Even leaving aside the telethon, it seems like the vices of Sin City would be the kind of thing Gerber would want to tackle through his anatine stand-in, but then again Gerber must have liked the town because he chose to live there after leaving New York and was still there at the time of his death in 2007. Not to be morbid, but this feels like the shambling corpse of a Howard the Duck comic, and for all my criticism of Gerber’s perspective on…well, just about everything…through his mouthpiece duck, it still feels wrong that the final comic in this series that he had any role in creating is so anemic.

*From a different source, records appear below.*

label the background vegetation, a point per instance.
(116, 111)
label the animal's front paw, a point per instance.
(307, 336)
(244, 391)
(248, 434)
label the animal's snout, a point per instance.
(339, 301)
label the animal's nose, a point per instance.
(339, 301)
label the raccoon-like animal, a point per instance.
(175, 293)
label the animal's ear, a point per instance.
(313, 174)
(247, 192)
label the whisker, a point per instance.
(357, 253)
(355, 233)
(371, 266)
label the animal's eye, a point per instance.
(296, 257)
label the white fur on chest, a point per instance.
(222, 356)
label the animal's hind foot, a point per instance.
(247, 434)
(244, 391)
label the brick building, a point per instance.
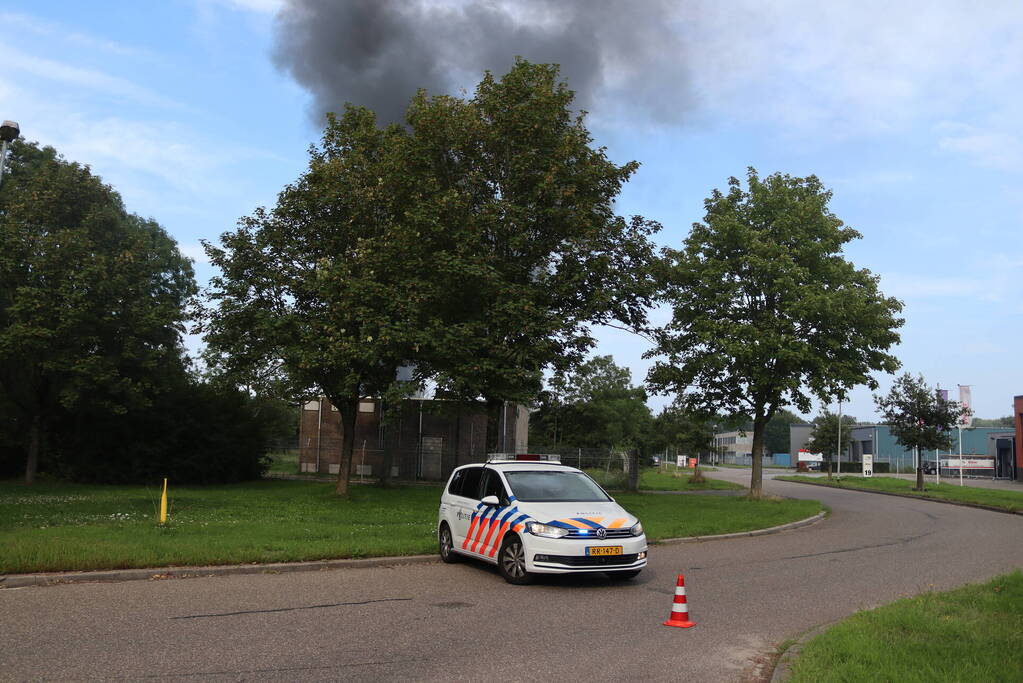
(426, 439)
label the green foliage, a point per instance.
(91, 299)
(776, 433)
(63, 527)
(918, 415)
(824, 438)
(535, 253)
(970, 634)
(684, 430)
(766, 311)
(594, 406)
(190, 431)
(477, 243)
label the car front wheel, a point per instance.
(512, 561)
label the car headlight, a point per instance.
(546, 531)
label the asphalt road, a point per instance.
(451, 623)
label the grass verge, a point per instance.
(655, 480)
(1007, 500)
(969, 634)
(54, 527)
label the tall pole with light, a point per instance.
(8, 133)
(839, 448)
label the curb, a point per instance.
(157, 574)
(783, 666)
(979, 506)
(757, 532)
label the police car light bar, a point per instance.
(524, 457)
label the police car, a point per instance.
(530, 514)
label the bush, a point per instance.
(192, 434)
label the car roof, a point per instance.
(523, 465)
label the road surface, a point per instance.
(463, 623)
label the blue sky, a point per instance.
(908, 111)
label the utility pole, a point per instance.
(838, 449)
(8, 133)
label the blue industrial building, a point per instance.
(877, 440)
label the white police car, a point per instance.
(530, 514)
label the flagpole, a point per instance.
(960, 427)
(839, 446)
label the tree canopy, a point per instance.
(594, 406)
(534, 252)
(91, 297)
(477, 243)
(919, 416)
(766, 311)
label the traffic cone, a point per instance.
(679, 608)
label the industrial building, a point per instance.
(1001, 446)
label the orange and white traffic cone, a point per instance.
(679, 608)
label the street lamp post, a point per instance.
(8, 133)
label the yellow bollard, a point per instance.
(163, 505)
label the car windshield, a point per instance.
(554, 487)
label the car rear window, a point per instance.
(554, 487)
(471, 483)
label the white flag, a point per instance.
(966, 402)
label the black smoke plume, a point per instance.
(377, 52)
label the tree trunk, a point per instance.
(494, 424)
(633, 479)
(756, 475)
(388, 453)
(32, 459)
(920, 471)
(349, 410)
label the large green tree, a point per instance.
(776, 434)
(920, 417)
(766, 310)
(534, 253)
(826, 435)
(91, 297)
(325, 292)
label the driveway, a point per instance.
(444, 623)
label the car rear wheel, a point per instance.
(512, 561)
(447, 546)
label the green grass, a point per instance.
(656, 480)
(653, 480)
(1008, 500)
(974, 633)
(70, 527)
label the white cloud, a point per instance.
(991, 148)
(93, 81)
(846, 69)
(26, 24)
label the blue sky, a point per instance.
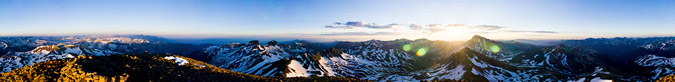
(349, 19)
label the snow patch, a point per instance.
(296, 70)
(178, 60)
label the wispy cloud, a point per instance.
(552, 32)
(359, 24)
(357, 33)
(424, 29)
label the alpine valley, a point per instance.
(122, 57)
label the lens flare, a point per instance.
(494, 48)
(422, 51)
(406, 47)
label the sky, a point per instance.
(329, 20)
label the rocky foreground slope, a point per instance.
(139, 67)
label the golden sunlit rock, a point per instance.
(422, 51)
(406, 47)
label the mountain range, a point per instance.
(477, 59)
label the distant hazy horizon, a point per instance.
(449, 20)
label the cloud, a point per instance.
(551, 32)
(431, 28)
(359, 24)
(487, 27)
(358, 33)
(424, 29)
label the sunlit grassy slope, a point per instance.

I do want to add, however, as we really truly get past the final Gerber-linked issue of the first volume of Howard the Duck, that in researching Mark Evanier’s relationship to Gerber, I found myself on the latter’s archived blog. While I had followed links to the blog before, this time I skimmed through a lot of the posts looking for anything about the end of his time on the series or this issue in particular. I lost steam in my search, but in reading countless posts railing against George W. Bush and the Iraq War, bemoaning both the soft and explicit censorship of media, and singing the praises of <shudder> Bill Maher, I was able to finally put aside my long-running concern that I was being unfair in too-directly linking Gerber and his creation. Reading those blog posts I heard them in Howard’s voice, alternately scolding and pitiable, unreasonably grouchy, and grudgingly nostalgic, and an opinion on just about everything. To have his tenure end on what feels like a missed opportunity creates an ironic pang in me—a person who has frequently said that Howard the Duck is my favorite comic that I don’t really like much. Or perhaps, it is my least favorite comic that I love. Either way, the issue left me wanting more of exactly what I complain about. Or maybe, it is perfectly fitting that Gerber’s turn on the original volume of his cynical creation ends like this. As both Steve Gerber and Howard the Duck would likely admit, they can’t all be winners. Even the announcement that this is the last issue Gerber will be involved with—“for reasons much too complicated to elucidate here”—is buried in the response to a letter and after a long list of names to thank for their help on the book, Steve’s final words are simply, “Thanks, one and all. It’s been fun.” As his interviews at The Comics Journal and other places would make clear, those are not his actual final words on the matter, just the final in a Marvel book.
Anyway, next issue the new writer—Bill Mantlo—comes on board for the final two issues joined by regular Howard artist, Gene Colan. He will then go on to take up the Howard the Duck magazine (which I have been collecting). I’m looking forward to seeing the direction Mantlo takes and how he resolves the Doctor Bong mishegas, which has gone on way too long.